Enter the number of observations for two raters classifying items into two categories (e.g., Yes/No, Positive/Negative).
Results
What is Inter-Rater Reliability?
Inter-rater reliability (IRR) is a statistical measure that determines the degree of agreement among independent raters. It gives a score of how much homogeneity, or consensus, there is in the ratings given by judges. It is useful in refining the tools given to human judges, for example, by determining if a particular scale is appropriate for measuring a particular variable.
Understanding Cohen's Kappa
While calculating simple percent agreement is easy, it can be misleading because it does not account for the agreement that could occur purely by chance. Cohen's Kappa ($κ$) is a robust statistic that corrects for chance agreement.
The formula for Cohen's Kappa is:
κ = (P_o – P_e) / (1 – P_e)
- P_o (Observed Agreement): The proportion of times the raters agreed (Sum of diagonal / Total).

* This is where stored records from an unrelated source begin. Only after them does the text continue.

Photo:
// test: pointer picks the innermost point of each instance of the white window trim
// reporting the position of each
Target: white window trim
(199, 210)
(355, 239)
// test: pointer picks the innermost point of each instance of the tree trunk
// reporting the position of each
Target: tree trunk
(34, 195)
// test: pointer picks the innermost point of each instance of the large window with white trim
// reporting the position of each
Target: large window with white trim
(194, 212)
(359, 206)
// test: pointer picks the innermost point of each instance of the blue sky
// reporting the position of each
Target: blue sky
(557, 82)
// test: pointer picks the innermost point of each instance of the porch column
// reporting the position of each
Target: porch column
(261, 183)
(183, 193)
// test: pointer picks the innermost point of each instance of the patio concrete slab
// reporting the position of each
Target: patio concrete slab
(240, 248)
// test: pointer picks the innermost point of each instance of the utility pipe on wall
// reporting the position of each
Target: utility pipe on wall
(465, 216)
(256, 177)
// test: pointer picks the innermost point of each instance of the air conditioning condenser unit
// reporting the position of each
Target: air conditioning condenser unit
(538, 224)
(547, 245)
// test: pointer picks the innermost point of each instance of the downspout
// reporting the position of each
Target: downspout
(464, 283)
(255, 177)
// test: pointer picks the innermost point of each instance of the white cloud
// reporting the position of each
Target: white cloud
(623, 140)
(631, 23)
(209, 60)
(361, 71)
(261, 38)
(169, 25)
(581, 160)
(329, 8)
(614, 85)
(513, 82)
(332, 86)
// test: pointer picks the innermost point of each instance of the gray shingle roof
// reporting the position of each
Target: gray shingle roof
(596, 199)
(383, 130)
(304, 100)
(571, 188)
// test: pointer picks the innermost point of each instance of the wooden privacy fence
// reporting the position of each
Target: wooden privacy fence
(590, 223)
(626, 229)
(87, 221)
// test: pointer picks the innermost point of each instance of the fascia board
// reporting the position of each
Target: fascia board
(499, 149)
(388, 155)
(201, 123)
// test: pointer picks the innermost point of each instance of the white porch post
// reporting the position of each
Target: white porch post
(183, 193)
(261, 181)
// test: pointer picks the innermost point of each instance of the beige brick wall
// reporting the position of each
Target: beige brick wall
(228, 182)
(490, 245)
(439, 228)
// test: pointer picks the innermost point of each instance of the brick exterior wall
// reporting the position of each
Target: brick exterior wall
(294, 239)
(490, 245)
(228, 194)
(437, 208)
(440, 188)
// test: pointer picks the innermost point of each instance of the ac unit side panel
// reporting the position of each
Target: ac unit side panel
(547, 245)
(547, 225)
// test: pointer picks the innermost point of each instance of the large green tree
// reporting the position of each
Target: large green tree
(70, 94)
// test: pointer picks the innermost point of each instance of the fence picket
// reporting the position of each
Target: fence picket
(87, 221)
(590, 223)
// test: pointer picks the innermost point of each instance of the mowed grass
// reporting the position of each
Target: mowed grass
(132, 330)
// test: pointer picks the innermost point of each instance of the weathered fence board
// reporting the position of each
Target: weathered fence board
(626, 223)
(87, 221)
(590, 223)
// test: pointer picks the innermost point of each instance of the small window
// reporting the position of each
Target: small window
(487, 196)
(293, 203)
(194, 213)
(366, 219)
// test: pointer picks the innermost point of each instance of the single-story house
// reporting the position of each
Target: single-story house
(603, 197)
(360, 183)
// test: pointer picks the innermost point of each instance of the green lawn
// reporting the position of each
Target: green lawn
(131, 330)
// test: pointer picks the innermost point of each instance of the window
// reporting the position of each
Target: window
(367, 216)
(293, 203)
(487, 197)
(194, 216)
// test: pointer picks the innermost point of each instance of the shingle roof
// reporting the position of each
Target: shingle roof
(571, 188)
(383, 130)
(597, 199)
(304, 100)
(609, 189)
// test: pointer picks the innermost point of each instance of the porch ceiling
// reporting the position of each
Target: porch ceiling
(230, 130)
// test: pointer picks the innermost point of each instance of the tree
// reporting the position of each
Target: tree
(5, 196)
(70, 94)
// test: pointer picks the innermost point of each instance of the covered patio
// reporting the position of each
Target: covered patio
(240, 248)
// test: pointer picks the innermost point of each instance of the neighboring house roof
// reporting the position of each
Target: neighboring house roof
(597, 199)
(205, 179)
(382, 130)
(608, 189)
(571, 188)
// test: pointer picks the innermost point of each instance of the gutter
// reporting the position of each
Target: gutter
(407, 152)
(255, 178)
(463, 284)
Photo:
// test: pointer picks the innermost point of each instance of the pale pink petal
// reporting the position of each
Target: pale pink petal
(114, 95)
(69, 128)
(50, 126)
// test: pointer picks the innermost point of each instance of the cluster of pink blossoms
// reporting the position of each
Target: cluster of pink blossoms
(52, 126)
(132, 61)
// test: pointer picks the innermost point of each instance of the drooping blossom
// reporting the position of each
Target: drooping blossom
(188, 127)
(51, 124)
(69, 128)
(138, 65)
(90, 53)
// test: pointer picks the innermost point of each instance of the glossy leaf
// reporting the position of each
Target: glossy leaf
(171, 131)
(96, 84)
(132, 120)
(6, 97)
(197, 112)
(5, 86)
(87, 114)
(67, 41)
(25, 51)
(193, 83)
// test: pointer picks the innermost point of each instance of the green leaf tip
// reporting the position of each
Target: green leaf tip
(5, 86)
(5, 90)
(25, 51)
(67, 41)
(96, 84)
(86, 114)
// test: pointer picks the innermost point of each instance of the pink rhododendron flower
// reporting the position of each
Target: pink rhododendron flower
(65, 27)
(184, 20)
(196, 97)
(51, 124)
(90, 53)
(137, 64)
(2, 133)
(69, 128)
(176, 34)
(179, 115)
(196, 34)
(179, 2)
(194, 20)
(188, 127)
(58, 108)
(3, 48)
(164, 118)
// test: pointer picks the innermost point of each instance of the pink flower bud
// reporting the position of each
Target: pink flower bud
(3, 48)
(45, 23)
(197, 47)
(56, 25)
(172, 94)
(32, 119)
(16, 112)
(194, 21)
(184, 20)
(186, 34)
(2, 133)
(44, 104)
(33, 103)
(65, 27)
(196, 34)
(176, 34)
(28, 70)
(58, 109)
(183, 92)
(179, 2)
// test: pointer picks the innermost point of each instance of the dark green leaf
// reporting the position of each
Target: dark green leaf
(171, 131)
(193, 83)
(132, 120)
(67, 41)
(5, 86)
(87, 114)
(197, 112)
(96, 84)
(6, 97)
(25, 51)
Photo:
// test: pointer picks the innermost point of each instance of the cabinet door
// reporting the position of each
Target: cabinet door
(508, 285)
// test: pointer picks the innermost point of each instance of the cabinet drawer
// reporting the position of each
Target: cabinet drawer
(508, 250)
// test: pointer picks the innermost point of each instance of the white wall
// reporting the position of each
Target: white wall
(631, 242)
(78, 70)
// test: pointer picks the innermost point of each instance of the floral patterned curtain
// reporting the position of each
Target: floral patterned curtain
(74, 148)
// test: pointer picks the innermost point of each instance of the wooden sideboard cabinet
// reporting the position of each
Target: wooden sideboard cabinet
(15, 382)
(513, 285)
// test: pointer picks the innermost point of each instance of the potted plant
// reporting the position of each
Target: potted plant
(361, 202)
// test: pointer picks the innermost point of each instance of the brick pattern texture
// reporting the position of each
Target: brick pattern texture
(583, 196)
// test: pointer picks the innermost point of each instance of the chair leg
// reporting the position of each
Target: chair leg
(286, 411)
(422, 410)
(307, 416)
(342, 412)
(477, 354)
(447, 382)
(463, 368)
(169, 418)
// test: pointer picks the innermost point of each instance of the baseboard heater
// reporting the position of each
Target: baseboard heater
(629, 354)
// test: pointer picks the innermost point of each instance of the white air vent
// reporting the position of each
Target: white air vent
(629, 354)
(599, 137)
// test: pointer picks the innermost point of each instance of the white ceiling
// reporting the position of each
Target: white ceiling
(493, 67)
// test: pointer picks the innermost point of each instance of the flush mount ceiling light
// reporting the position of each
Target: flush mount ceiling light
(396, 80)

- P_e (Expected Agreement): The proportion of agreement expected by chance based on the marginal totals.
Interpreting the Results
Cohen's Kappa ranges from -1 to +1, where 0 represents the amount of agreement that can be expected from random chance, and 1 represents perfect agreement between the raters. The interpretation table commonly used (Landis & Koch, 1977) is:
- < 0: Poor agreement (Less than chance)
- 0.01 – 0.20: Slight agreement
- 0.21 – 0.40: Fair agreement
- 0.41 – 0.60: Moderate agreement
- 0.61 – 0.80: Substantial agreement
- 0.81 – 1.00: Almost perfect agreement
Example Scenario
Imagine two radiologists are examining 100 X-rays to detect a fracture.
- They both agree there is a fracture in 40 cases (A).
- Radiologist 1 sees a fracture, but Radiologist 2 does not in 10 cases (B).
- Radiologist 1 does not see a fracture, but Radiologist 2 does in 5 cases (C).
- They both agree there is no fracture in 45 cases (D).
Using the calculator above, you would enter 40, 10, 5, and 45 into the respective fields. The calculator computes the observed agreement versus the probability they agreed by chance to determine the reliability of their diagnosis protocol.
Why Use This Calculator?
Manually calculating the expected probability ($P_e$) involves finding the marginal sums for both raters and both categories, multiplying them, and dividing by the square of the total. This tool automates the process, ensuring accuracy for research papers, quality assurance testing, and clinical data analysis.